How well we know this story: The new president is sworn in, and the nation swoons. He’s Kennedy, he’s Roosevelt, he’s McKinley, he’s your new bicycle. His numbers soar and his agenda speeds through Congress. Then, a few months in, things start to go sour. Maybe there’s infighting in the White House, or a downturn in the economy or a botched proposal. Next thing you know, the opposition is salivating and its operatives are swearing up and down that the president’s agenda is doomed and his party's members of Congress are sitting ducks.
Some version of this happened to Lyndon Johnson, Richard Nixon, Gerald Ford, Ronald Reagan, Bill Clinton and George W. Bush. A quick glance at that list should be enough to tell you that early judgments of presidencies have a way of being misleading. Some of those guys were reelected overwhelmingly, some not by much and some not at all.
But a Republican can dream.
RealClearPolitics' White House reporter, Mike Memoli, has a post entitled, “Obama Third Least Popular President Since World War II.” Memoli makes this argument by comparing the president’s 55 percent approval rating in a new Gallup poll with all the other post-WWII presidents at this point in their terms.
Combine that data with some new polls showing Obama tied with or barely leading possible Republican challengers, and the Intersphere is abuzz: The president is another Jimmy Carter, an ineffectual head of an administration rapidly falling in the polls.
Salon spoke with two pollsters -- both Democrats -- about this. Both pointed out major flaws in this way of looking at things.
First, points out Paul Maslin, a sometime contributor to Salon, there is a general downward trend in presidential popularity. Because of increased polarization, poll respondents of the opposition party are quicker to rally to the “disapprove” side than they once were. That's why the two presidents Obama ranks above in that “ten out of twelve” figure are the last two, Bill Clinton and George W. Bush.
Maslin also said he believes there really isn't any point in doing comparisons like this, because every presidency is different as every president has to deal with a different set of problems. Reagan looked terrible in 1982 because Paul Volcker, then chairman of the Federal Reserve, induced a sharp recession to combat inflation that was in no way Reagan’s fault. Obama, notes Mark Blumenthal of Pollster.com, happened to be in charge for multiple events for which there wasn’t any immediately popular response. “I don’t think they had a popular option on the General Motors situation,” Blumenthal says.

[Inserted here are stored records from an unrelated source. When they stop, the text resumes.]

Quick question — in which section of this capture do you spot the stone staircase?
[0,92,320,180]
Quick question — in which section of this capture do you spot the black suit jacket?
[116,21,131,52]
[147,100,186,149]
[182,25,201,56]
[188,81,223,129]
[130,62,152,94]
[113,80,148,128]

Plus, this isn’t quite a fair representation of Gallup's numbers. “Memoli picks the most recent Gallup, at 55,” says Blumenthal. “Why not pick up their daily average, at 61?” Gallup itself has a memo out today noting that the average approval for the second quarter of Obama’s first year in office -- April 20 through June 8 -- was a healthy 62 percent, leading Gallup to suggest that he may “still be in the honeymoon phase of his presidency.”
Furthermore, it’s really too early to start sweating presidential approval. The hated Reagan of 1982 won 49 states two years later. Johnson, hugely popular in 1965, was struggling in 1966 and had to drop out of the 1968 contest. Maslin, for one, has a solution for the early obsession over Obama's numbers: “Wake me up in a year," he says.
Update: The earlier version of this post accidentally suggested that Mark Blumenthal said that Obama may "still be in the honeymoon phase of his presidency." The statement came from a Gallup memo.